Tech Central Station
November 3, 2004
By the time you read this, Senator Kerry will have done the honorable thing and conceded the election to President Bush. The Associated Press reported Kerry’s call to the president thusly:
“Congratulations, Mr. President,” Kerry said in the conversation described by sources as lasting less than five minutes. One of the sources was Republican, the other a Democrat. The Democratic source said Bush called Kerry a worthy, tough and honorable opponent. Kerry told Bush the country was too divided, the source said, and Bush agreed. “We really have to do something about it,” Kerry said according to the Democratic official.
This step will go a long way to healing wounds that have not healed since the aftermath of the 2000 election and ended fears that we were about to see a repeat.
While there were predictions that Ohio would be the Florida of 2004, that did not happen because of several key differences.
The margin: Bush was only ahead by 200 or so votes after the first count in Florida, a bigger state than Ohio. Bush currently leads by nearly 150,000 votes with all precincts in. The math was incredibly improbable for Kerry — virtually all of the provisional ballots would have to be ruled valid and they would have had to go almost exclusively to Kerry. Both were, to say the least rather unlikely.
Perhaps more importantly, there was a built-in excuse in Florida in that the Butterfly Ballots, Hanging Chads, and other oddities actually created a plausible argument that, had these things not occurred, Gore would have carried the state. Under that circumstance, trying to overturn a razor thin margin was acceptable.
Moreover, the sheer size of the initial count — with 100% of the precincts reported — creates a psychological victory for Bush in Ohio in a way that he never had in Florida in 2000. Kerry trying to overturn this result would have seemed outrageous in a way that it never did in Florida.
The national popular vote: In 2000, Gore had a 500,000 plus plurality in the overall vote. While that doesn’t strictly matter in our system for a variety of reasons that have been written about ad nauseum, it did give his attempt to overturn a tight election result in Florida more legitimacy. More Americans, after all, had voted for Gore than for Bush. That meant that 1) more people would have been happy with an overturn of the result than would have been angered by it and 2) even people who voted for Bush had some initial sympathy for his cause.

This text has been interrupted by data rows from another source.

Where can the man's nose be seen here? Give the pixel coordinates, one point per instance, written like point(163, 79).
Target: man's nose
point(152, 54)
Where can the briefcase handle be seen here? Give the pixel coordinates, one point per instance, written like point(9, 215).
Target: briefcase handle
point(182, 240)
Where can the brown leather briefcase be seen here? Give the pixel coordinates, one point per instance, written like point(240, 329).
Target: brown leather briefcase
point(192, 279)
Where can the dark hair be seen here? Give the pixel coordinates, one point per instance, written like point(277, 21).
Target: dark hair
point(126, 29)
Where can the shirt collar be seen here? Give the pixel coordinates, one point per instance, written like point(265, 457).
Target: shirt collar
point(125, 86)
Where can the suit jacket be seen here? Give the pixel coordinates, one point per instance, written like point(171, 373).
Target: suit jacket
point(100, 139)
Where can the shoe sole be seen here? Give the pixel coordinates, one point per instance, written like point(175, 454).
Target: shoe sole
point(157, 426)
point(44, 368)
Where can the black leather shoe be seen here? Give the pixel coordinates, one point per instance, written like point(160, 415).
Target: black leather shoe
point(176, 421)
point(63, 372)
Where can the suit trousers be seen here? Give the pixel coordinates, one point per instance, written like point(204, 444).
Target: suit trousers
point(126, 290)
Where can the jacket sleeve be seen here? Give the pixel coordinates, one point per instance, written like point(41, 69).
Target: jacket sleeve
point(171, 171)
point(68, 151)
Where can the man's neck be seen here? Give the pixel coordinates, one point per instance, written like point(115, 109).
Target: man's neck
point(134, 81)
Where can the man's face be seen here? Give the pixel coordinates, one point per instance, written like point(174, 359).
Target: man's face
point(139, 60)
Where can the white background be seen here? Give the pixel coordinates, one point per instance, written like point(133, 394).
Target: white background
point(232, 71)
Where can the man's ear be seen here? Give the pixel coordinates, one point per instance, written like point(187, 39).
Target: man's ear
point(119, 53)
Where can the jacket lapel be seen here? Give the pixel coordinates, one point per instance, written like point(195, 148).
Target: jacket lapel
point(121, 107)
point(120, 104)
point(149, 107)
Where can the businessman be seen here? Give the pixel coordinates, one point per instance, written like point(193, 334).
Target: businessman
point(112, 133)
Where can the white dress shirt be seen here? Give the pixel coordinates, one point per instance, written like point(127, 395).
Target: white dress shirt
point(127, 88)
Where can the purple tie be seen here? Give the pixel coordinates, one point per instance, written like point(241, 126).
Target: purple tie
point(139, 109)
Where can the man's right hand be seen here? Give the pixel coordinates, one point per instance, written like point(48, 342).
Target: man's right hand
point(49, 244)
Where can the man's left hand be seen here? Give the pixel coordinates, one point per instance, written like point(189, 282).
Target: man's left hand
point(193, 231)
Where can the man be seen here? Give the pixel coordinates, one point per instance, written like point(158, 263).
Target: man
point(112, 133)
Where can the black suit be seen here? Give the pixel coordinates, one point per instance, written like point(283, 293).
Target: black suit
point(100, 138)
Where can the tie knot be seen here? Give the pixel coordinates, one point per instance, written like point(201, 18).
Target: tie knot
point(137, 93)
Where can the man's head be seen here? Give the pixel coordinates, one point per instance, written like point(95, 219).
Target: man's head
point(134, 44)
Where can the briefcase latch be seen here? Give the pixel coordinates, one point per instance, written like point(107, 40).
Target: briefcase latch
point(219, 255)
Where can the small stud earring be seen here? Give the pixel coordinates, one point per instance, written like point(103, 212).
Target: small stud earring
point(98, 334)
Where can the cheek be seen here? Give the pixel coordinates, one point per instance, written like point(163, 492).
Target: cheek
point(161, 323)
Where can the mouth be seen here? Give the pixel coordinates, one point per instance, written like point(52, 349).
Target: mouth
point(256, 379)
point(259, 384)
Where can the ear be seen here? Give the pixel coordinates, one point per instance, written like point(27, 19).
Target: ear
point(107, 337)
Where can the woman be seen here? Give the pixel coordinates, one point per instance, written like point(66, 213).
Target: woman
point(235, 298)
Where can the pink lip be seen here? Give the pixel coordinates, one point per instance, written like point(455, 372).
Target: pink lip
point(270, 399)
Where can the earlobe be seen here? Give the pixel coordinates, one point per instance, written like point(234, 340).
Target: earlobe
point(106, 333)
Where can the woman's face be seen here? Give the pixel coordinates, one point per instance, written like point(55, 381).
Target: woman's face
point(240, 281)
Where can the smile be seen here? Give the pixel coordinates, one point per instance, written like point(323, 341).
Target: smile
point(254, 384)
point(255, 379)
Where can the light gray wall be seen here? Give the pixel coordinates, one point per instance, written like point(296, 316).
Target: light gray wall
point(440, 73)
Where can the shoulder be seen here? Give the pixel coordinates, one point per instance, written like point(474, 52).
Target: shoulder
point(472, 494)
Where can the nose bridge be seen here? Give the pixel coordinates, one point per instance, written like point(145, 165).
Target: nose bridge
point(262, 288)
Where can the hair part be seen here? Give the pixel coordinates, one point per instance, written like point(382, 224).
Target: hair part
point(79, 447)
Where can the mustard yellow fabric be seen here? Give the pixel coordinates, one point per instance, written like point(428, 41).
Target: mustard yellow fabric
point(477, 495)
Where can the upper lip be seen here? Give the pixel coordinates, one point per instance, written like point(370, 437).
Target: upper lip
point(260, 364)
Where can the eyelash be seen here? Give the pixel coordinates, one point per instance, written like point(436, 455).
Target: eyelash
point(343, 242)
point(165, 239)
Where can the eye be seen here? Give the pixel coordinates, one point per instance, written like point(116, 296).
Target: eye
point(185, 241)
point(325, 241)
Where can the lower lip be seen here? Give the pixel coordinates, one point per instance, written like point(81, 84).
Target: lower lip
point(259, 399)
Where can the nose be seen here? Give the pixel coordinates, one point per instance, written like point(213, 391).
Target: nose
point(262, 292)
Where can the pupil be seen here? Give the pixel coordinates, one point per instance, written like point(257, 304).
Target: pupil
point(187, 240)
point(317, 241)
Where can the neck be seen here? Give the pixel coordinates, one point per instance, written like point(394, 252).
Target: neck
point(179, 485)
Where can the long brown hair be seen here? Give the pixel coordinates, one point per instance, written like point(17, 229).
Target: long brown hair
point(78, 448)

Given that Bush has a national margin roughly six times that enjoyed by Gore — and even won a national majority – -the Ohio result has even more credibility. The majority of Americans would almost certainly have been outraged by any attempt to change the outcome of the election under these circumstances. Not only did that put pressure on both the Kerry camp and the judiciary to resolve this quickly, but it virtually assured that Kerry could never have been seen as a legitimate president.
The Nader factor: Gore had the additional argument in 2000 that more Floridians preferred him to Bush in 2000 but some of his vote was siphoned off by Ralph Nader. No such excuse existed this time: Nader wasn’t even on the ballot in Ohio. Indeed, even if we make the odd presumption that those who voted for the minor party candidates in Ohio all preferred Kerry to Bush and thus added their totals to his, Kerry still comes up short.
John Edwards: Edwards clearly wants to be the main alternative to Hillary Clinton in 2008. He had to realize that 2004 was a lost cause and that a divisive effort to overturn the election would have destroyed his chances for the future.
We’ve already had one 2000: The fact that we went through this in 2000 mitigated against a repeat. People remember how bitter and agonizing it was last time and had no desire to do it again.
Because of these factors, and a simple realization that dragging out the inevitable would be bad for the country, the Kerry team reluctantly did the right thing. And, who knows, CNN might even call it for Bush before the Electoral College meets.